For Key Question 6, the data were grouped according to similar evaluation methods to facilitate evaluating validity and reliability of these methods.
Initial data were abstracted by investigators and entered directly into Web-based data collection forms using SRS® 3.0 (TrialStat! Corporation, Ottawa, Ontario, Canada). After a second reviewer reviewed data, adjudicated data were re-entered into the Web-based data collection forms by the second reviewer. Second reviewers were generally more experienced members of the research team, and one of their main priorities was to check the quality and consistency of the first reviewers' answers. In addition to the second reviewers checking the consistency and accuracy of the first reviewers, a lead investigator examined a random sample of the reviews to identify problems with the data abstraction. If problems were recognized in a reviewer's data abstraction, the problems were discussed at a meeting with the reviewers. In addition, research assistants used a system of random data checks to assure data abstraction accuracy.
At the completion of our review, we graded the quantity, quality and consistency of the best available evidence addressing Key Questions 1, 2, and 3 by adapting an evidence grading scheme recommended by the GRADE Working Group.12 We applied evidence grades to bodies of evidence on each type of objective (i.e., knowledge, attitudes, skills, practice behaviors, and clinical outcomes). We assessed the strength of the study designs with randomized controlled trials considered best, followed by non-randomized controlled trials, and observational studies. To assess the quantity of evidence, we focused on the number of studies with the strongest design. We also assessed the quality and consistency of the best available evidence, including assessment of limitations to individual study quality (using individual quality scores), certainty regarding the directness of the observed effects in studies, precision and strength of findings, and availability (or lack thereof) of data to answer the Key Question. We classified evidence bodies pertaining to Key Questions 1, 2, and 3 into four basic categories: (1) “high” grade (indicating confidence that further research is very unlikely to change our confidence in the estimated effect in the abstracted literature); (2) “moderate” grade (indicating that further research is likely to have an important impact on our confidence in the estimates of effects and may change the estimates in the abstracted literature); (3) “low” grade (indicating further research is very likely to have an important impact on confidence in the estimates of effects and is likely to change the estimates in the abstracted literature); and (4) “very low” grade (indicating any estimate of effect is very uncertain). We did not grade the body of evidence for Key Questions 4 and 5 since this is a subset of Key Questions 1 and 2. Also, we did not grade the body of evidence for Key Question 6 since the grading criteria do not apply to our questions about the validity and reliability of educational assessment methods.

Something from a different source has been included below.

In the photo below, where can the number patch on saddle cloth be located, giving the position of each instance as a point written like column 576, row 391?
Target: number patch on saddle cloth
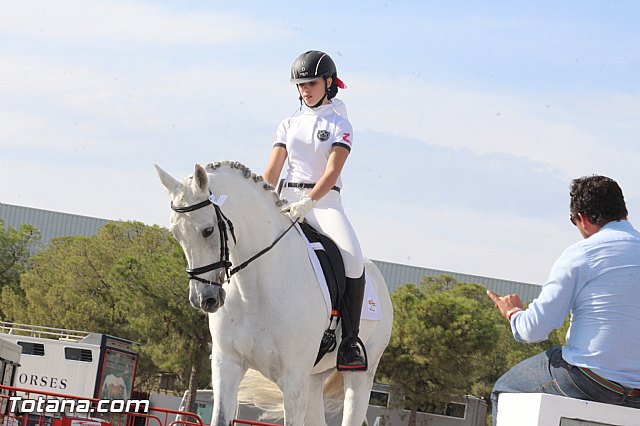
column 323, row 135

A draft of the completed report was sent to the technical experts and peer reviewers, as well as to the representatives of AHRQ and the Scientific Resource Center. In response to the comments of the technical experts, peer reviewers, and AHRQ, revisions were made to the evidence report, and a summary of the comments and their disposition was submitted to AHRQ.
A summary of the search results for the primary literature review is presented in Figure 1
A summary of the search results for the review of systematic reviews is presented in Figure 2
Participant questionnaire was the most frequently used evaluation method (59 percent of the studies). Of those that used a participant questionnaire, over two-thirds (69 percent) used a written questionnaire. A few studies administered the questionnaire via computer (5 studies), orally (5), or over the phone (7). About half (47 percent) of the studies used a performance audit to evaluate the CME program. Performance audits were usually conducted through chart review (39 studies) and health plan databases (18). Patient questionnaires were used in 39 studies. Twenty studies included a qualitative evaluation. Seventeen studies evaluated the CME program through observer assessment. Most of these studies used a live standardized patient to assess the observer (11 studies).
One-third of the studies did not report the setting of the CME activity. In 52 studies, the CME activity occurred in the practice setting. The CME activity was not linked to a physical setting in 27 settings. Government agencies sponsored about 40 percent of the studies. Pharmaceutical agencies, professional societies, and insurance/health plan companies sponsored about 10 percent of the studies each. In about two-thirds of the studies, some type of physician, the majority of which were academic, taught the CME activity. The type of educator was not mentioned in about one-quarter of the studies.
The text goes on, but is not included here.